Eric also wrote recently about the reincarnation of areweslimyet.com. He maintained that site for several years, which was a thankless but important task, but he won’t need to any more because its functionality has been folded into Mozilla’s main performance monitoring tools. Thank you, Eric!

Improving the Gecko Profiler

Over the last three months I landed 167 patches, via 41 Bugzilla bugs, for the Gecko Profiler. These included crash fixes, assertion failure fixes, data race fixes, optimization fixes, and a great many refactorings.

Background

The Gecko Profiler is a profiler built into Firefox. It can be used with the Gecko Profiler Addon to profile Firefox. It also provides the core profiling mechanism that is used by Firefox’s devtools to profile JavaScript content code.

It’s a crucial component.  It was originally written 5 years ago in something of a hurry, because we desperately needed a built-in profiler, one that could give more detailed, custom information than is possible with an external profiler.
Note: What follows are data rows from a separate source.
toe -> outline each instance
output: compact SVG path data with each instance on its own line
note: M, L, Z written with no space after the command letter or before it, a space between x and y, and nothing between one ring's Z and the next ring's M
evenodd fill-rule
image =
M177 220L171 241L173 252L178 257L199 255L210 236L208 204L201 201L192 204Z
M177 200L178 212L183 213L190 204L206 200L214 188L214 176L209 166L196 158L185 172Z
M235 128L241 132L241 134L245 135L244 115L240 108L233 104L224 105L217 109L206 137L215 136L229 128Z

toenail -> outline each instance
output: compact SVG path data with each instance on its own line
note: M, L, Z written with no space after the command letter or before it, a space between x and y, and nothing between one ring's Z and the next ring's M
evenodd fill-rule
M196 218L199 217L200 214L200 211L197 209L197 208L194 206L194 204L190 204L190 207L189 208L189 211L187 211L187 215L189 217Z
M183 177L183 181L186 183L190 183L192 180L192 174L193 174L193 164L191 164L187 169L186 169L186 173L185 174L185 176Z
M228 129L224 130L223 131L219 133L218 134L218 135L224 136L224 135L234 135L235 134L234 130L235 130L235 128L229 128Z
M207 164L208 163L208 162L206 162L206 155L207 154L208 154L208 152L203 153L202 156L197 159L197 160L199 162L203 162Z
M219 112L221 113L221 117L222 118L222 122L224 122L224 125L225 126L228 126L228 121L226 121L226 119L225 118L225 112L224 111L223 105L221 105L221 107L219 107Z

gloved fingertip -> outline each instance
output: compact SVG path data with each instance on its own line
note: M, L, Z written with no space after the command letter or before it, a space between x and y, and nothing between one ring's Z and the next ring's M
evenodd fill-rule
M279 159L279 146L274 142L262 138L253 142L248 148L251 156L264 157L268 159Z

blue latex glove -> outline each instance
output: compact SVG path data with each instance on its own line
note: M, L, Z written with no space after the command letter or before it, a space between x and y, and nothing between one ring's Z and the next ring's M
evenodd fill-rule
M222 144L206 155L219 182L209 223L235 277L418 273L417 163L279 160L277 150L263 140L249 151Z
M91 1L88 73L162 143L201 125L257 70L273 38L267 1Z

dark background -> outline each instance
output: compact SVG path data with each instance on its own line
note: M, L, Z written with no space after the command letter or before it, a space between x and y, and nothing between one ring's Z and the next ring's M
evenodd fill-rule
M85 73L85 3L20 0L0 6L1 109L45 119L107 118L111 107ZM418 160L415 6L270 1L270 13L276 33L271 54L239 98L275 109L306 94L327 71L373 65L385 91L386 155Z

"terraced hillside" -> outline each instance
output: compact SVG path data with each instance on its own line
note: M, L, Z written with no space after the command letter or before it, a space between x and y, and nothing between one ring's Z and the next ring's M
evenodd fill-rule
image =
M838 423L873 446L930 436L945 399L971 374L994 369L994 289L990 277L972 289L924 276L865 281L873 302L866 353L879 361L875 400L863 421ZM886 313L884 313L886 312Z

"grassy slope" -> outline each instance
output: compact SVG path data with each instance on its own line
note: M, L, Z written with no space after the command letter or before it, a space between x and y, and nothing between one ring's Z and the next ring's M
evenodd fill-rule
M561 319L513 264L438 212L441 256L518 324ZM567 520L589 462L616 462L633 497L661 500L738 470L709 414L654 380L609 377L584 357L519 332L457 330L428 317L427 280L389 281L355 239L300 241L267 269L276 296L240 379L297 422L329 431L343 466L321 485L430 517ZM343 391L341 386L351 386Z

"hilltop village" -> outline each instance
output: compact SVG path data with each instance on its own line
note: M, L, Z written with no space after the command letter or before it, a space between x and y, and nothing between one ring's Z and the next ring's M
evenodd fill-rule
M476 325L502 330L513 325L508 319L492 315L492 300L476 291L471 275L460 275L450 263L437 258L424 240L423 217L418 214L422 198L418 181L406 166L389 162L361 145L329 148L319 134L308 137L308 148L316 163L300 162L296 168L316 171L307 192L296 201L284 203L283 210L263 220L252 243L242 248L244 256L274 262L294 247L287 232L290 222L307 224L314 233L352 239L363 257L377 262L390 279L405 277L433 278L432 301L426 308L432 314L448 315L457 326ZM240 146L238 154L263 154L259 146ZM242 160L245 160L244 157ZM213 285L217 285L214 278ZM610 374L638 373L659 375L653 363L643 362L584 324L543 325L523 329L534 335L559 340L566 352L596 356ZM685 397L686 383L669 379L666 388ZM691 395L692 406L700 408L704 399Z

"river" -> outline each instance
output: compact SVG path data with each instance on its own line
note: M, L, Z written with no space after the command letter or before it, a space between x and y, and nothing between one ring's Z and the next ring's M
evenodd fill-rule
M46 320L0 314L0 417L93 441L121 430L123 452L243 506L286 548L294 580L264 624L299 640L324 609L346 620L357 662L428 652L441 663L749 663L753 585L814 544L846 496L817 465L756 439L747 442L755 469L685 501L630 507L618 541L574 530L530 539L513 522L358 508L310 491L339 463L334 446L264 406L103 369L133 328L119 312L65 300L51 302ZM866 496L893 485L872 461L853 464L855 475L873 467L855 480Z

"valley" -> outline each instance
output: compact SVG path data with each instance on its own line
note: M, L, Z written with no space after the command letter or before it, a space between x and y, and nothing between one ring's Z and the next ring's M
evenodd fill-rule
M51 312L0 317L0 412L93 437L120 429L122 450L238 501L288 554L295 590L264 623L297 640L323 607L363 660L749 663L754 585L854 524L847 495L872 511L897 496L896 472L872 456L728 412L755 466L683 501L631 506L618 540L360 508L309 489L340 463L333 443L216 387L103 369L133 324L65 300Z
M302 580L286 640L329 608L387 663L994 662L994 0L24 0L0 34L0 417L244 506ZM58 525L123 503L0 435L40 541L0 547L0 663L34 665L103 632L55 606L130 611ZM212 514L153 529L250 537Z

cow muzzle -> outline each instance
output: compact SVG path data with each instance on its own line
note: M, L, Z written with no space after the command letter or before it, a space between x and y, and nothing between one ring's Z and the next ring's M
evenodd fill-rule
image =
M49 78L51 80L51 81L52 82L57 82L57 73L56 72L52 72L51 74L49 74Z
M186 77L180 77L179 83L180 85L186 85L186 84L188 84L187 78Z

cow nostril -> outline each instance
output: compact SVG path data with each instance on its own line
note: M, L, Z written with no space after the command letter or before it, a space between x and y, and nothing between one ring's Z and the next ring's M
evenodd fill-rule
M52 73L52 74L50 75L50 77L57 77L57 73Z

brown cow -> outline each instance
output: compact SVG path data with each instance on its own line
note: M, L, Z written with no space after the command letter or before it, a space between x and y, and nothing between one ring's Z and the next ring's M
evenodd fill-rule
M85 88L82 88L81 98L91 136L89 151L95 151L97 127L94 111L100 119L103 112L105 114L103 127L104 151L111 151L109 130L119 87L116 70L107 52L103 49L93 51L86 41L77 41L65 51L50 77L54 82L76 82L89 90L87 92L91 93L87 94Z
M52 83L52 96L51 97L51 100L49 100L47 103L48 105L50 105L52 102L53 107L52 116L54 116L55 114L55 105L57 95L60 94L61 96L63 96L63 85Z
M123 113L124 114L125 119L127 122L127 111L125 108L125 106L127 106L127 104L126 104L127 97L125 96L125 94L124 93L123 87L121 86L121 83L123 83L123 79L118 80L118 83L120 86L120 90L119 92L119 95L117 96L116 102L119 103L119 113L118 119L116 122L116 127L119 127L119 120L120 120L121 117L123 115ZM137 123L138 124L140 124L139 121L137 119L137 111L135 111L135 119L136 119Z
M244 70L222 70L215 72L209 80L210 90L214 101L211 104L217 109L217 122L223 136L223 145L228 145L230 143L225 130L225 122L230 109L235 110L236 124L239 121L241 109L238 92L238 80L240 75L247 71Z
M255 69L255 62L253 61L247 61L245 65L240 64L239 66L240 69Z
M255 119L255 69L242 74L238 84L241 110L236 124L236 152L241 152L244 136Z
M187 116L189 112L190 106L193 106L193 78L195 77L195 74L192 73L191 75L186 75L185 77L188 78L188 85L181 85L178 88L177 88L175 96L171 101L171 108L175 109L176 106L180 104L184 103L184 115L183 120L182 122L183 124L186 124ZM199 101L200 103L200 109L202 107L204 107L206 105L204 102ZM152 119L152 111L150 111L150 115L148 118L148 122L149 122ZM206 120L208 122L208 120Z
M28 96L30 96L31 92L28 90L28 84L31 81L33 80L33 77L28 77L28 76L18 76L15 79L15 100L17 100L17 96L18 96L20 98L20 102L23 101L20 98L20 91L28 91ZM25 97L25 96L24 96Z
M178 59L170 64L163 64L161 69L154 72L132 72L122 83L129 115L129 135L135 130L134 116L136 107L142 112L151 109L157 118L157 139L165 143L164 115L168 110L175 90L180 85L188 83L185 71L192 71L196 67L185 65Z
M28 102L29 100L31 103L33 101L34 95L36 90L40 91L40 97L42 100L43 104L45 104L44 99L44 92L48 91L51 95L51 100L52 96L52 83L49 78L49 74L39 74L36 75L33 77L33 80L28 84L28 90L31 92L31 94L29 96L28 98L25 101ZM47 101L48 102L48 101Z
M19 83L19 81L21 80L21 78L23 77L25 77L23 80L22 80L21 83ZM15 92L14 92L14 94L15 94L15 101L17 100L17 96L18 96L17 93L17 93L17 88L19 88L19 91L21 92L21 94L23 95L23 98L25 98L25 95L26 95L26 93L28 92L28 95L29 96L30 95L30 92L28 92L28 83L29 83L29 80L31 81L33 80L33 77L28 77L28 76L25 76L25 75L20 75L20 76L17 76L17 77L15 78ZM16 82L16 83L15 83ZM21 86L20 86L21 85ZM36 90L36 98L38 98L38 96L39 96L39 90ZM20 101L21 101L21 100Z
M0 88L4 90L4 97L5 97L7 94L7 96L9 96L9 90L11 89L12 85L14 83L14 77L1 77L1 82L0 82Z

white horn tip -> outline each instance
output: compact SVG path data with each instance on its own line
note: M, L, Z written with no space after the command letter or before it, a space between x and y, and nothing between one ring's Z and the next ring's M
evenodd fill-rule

As I understand it, part of it was imported from V8, so it was a mix of previously existing code and new code. And in the years since it has been extended by multiple people, in a variety of ways that didn’t necessarily mesh well.

As a result, at the start of Q1 it was in pretty bad shape. Crashes and assertion failures were frequent, and the code itself was hard to read and maintain. Markus Stange had recently taken over ownership, and had made some great improvements to the Addon, but the core code needed work as well. So I started digging in to see what I could find and improve. There was a lot!

Fixes

Bug 1331571. The profiler had code for incorporating power consumption estimates from the Intel Power Gadget. Unfortunately, this integration had major flaws: Intel Power Gadget only gives very coarse power consumption estimates; the profiler samples at 1000Hz and is CPU intensive and so is likely to skew the power consumption estimates significantly; and nobody had ever used it meaningfully. So I removed it.

Bug 1317771. The profiler had a “standalone” configuration that allowed it to be used in programs other than Firefox. But it was complex (lots of #ifdef statements) and broken and unlikely to be of use. So I removed it.

Bug 1328369, Bug 1328373: Dead code removal.

Bug 1332577. The public API for the profiler was a mess. It was split across several header files, and most API functions had an “outer” version with a profiler_ prefix that immediately called into an inner version with a mozilla_sampler_ prefix (though there were some inconsistencies). So I combined the various header files into a single file, GeckoProfiler.h, and simplified the API functions into a single level, all consistently named with a profiler_ prefix.

Bug 1333296. Even the name of the profiler was a source of confusion. It was originally known as “SPS”, which I believe is short for “simple profiling system”. At some point that changed to “the Gecko Profiler”, although was also occasionally referred to as “the built-in profiler”! Because of this history, the code was littered with references to SPS. In this bug I updated them all to refer to the Gecko Profiler. (I updated the MDN docs, too. The page name still uses “Built-in Profiler” because I don’t know how to change MDN page names.)

Bug 1329684. I removed some mutex wrapper classes that I think were necessary at one point for the “standalone” configuration.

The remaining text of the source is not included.